Unconstitutional, said Judge Gregory F. Van Tatenhove yesterday in Hart v. Thomas (E.D. Ky.).

[1.] Vanity plate contents are private speech, not government speech. Though Walker v. Sons of Confederate Veterans held that license plate designs are government speech, and the government can generally pick and choose which ones are allowed, vanity plates convey the owner’s own views. In this, the court rejected a recent contrary Indiana Supreme Court decision, and followed instead the reasoning in a recent Maryland high court decision.

[2.] The vanity plate program is a nonpublic forum, so the government has some power to restrict speech there—but only in a viewpoint-based and reasonable way. And

Based on the facts of this case, § 186.174(1) is unreasonable as applied to Mr. Hart. The Transportation Cabinet argues that a statute banning religious reference is reasonable because it is necessary to support its legitimate government interest in “promot[ing] highway safety” because “potentially controversial messages … could lead to confrontation or distraction on its highways.” The Sixth Circuit has stated that avoidance of controversy is a valid ground for restricting speech in a nonpublic forum, because a nonpublic forum is not dedicated to general debate or the free exchange of ideas. See United Food & Commer. Workers Union, Local 1099 v. Southwest Ohio Reg’l Transit Auth., 163 F.3d 356 (6th Cir. 1998) (collecting cases).

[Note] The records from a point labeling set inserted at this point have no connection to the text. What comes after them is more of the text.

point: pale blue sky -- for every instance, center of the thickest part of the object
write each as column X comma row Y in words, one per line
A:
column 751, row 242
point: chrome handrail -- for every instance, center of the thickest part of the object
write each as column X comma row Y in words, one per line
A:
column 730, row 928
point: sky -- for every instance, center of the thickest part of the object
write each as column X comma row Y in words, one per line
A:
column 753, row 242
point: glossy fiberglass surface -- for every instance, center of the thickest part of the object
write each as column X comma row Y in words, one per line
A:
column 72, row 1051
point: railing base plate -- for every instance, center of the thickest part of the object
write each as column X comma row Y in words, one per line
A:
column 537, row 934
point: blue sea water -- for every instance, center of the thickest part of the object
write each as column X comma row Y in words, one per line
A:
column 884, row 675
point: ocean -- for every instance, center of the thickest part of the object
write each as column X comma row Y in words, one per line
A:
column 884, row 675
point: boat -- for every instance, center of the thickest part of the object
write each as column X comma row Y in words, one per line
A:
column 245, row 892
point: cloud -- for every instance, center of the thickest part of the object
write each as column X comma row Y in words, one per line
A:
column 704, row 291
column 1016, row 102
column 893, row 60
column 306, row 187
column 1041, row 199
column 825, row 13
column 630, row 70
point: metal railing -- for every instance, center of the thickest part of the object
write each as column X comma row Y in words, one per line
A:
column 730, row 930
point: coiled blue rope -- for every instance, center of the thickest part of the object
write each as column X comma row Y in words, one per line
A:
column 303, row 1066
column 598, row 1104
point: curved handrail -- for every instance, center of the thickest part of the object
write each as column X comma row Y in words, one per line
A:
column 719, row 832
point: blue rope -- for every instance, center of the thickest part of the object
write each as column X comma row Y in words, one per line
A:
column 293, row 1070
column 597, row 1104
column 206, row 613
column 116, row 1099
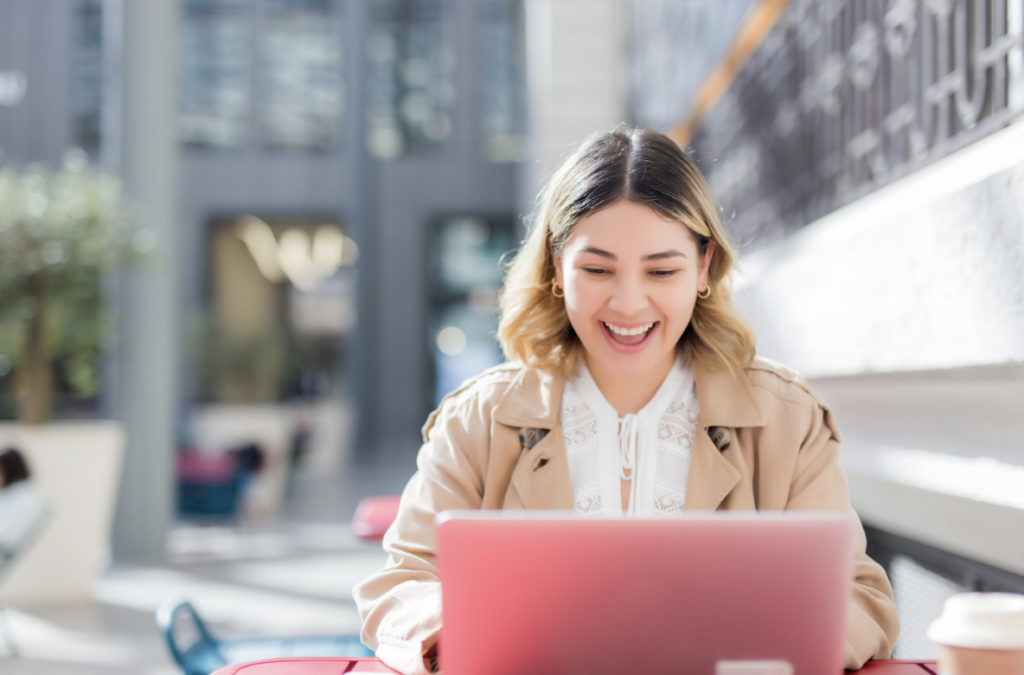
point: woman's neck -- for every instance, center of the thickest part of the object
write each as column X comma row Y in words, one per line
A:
column 629, row 394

However, the Transportation Cabinet has been so inconsistent in its application of § 186.174 that it has ceased to be “consistent with [Kentucky’s] legitimate government interest” in any way.

If the Transportation Cabinet genuinely wants to avoid controversy on Kentucky’s highways by preventing “promotion of any specific faith, religion, or anti-religion” from appearing on vanity plates, then it should have denied “IM4GOD”, “ASKGOD”, GR8GOD”, “LUVGOD”. But it did not. Instead, the Transportation Cabinet has approved multipl[e] vanity plates featuring the word “god”. This suggests that the law as applied to Mr. Hart is neither reasonable nor viewpoint neutral.

Seems right to me.

[3.] Given Matal v. Tam (the Slants case), I think that the exclusion of messages that “discriminate against any race, color, religion, sex, or national origin” (if understood as banning messages that support such discrimination) and messages that “attempt to victimize or intimidate any person due to the person’s race, color, religion, sex, or national origin” would be unconstitutionally viewpoint-based. (A ban on speech that conveys true threats against people would be constitutional, but such threats are hard to communicate in six letters or numbers, especially if the threat specifically targets a certain group; and in any event, given R.A.V. v. City of St. Paul, even restrictions on true threats are unconstitutional if they discriminate against bigoted viewpoints.)

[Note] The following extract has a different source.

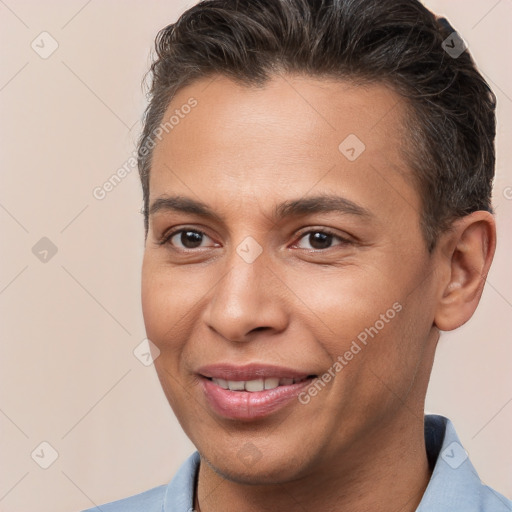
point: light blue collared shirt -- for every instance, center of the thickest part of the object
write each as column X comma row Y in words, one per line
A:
column 454, row 485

Likewise, given Rosenberger v. Rector and Matal, the exclusion of material that is primarily meant to “promot[e] … any specific faith, religion, or antireligion” would be unconstitutionally viewpoint-based even if it had been evenhandedly applied. But the court had no occasion to deal with the restrictions on “discriminatory,” “victimizing,” or “intimidating” messages, and it declined to consider a facial challenge to the restriction on religion-related messages.

Thanks to Prof. Howard Friedman (Religion Clause) for the pointer.